I find it a quick and easy way to register the calves with no mistakes. I usually enter them at night after work or maybe when I am waiting for a cow to calve.

With the poor growth and low grass cover we decided to spread another 50,000 gallons of slurry both on the silage and grazing ground.

We just had it spread before the rain last week and you can see the results already.

Next week I intend to blanket spread the farm with 40-50 units of Sulpha-CAN in the hope of getting the grass kick-started.

I had hoped to spread it last week, but with the heavy rain forecasted I postponed the job. With a lot of stock still inside the silage pile is starting to look smaller by the day. At the start of the winter it looked like there was enough for two winters but it always seems to disappear.

Another job I do at this time of the year is to pick the breeding heifers suitable for next year.

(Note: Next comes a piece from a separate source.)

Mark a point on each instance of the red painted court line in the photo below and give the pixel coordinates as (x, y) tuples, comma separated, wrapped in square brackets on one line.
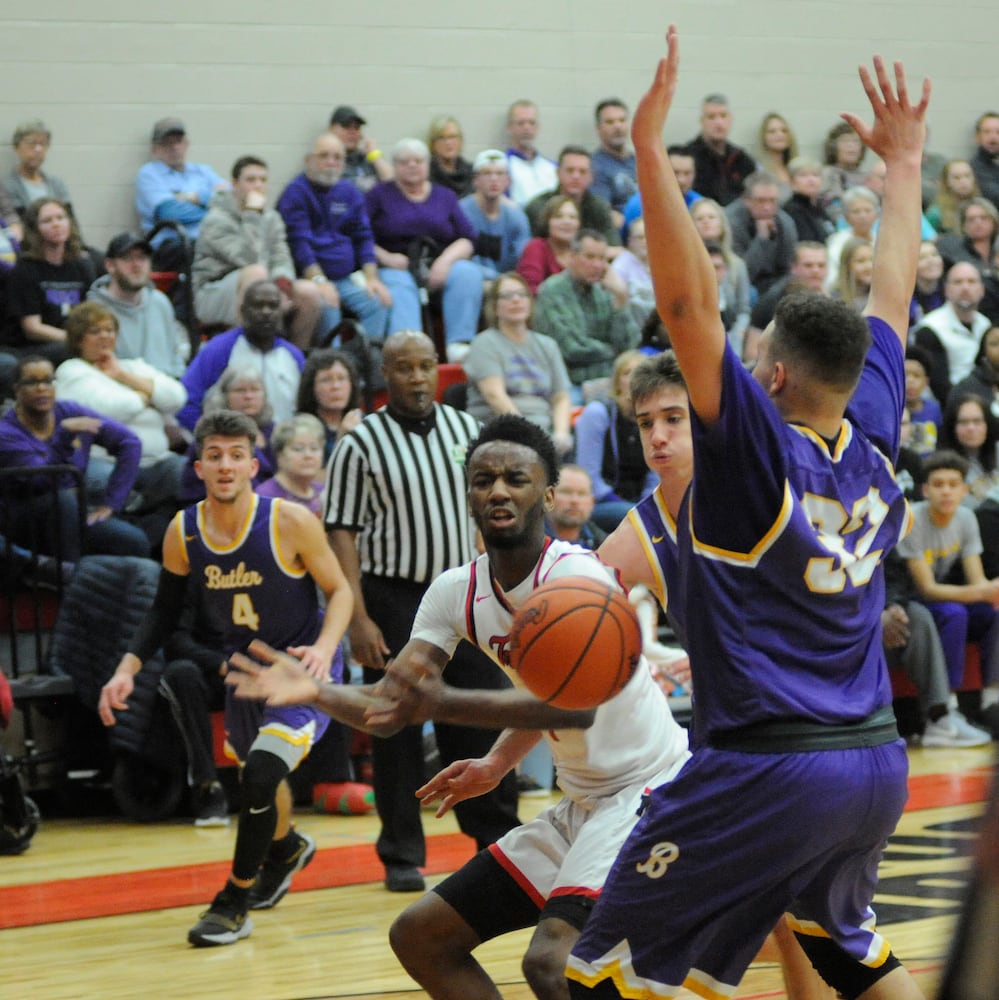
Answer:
[(190, 885), (929, 791)]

This year I did the usual visual check-list first then had a look at the breeding history of their mothers. After that I had a look at the star ratings of these heifers.

It turned out there was more four and five star heifers in the herd than will be needed for the coming breeding season. As all our excess heifers go for beefing, I think it would be a pity to fatten them for beef this year, especially when 4- and 5-star heifers are in demand for the BDGP scheme.

I think it would be a good idea if some of the marts had special breeding sales of heifers before the coming breeding seasons.

BDGP training courses

Talking of the Beef Data and the Genomics Programme I have registered my name for the compulsory training course next week. After the course I hope to have a better understanding of the scheme and how the Eurostar indexes work for the cows and bulls.

On the sheep side of the farm the last ewe lambed last Wednesday. All the creep feeders are out in the fields with the lambs being gradually introduced to it. One problem we are finding at the moment are ewes with strong lambs that are getting some form of mastitis that is proving hard enough to cure in the fields.

We have started to vaccinate the older lambs for the clostridial diseases now that they are six weeks old. I am using Heptavac-P Plus with a 2ml dose for each lamb.

This Friday evening I am involved in a event called Enterprise Town.

It is a business and community expo with a lot of agricultural businesses making up over 70 stands on display that night.

It is a great way to show-case local business to the public and for small scale rural businesses to network with each other. Fine Gael MEP Mairead McGuinness will be the keynote speaker at the event and there is an agri panel discussion also.

The event will start at 5pm in the sports hall in Portumna Community School this Friday, April 8.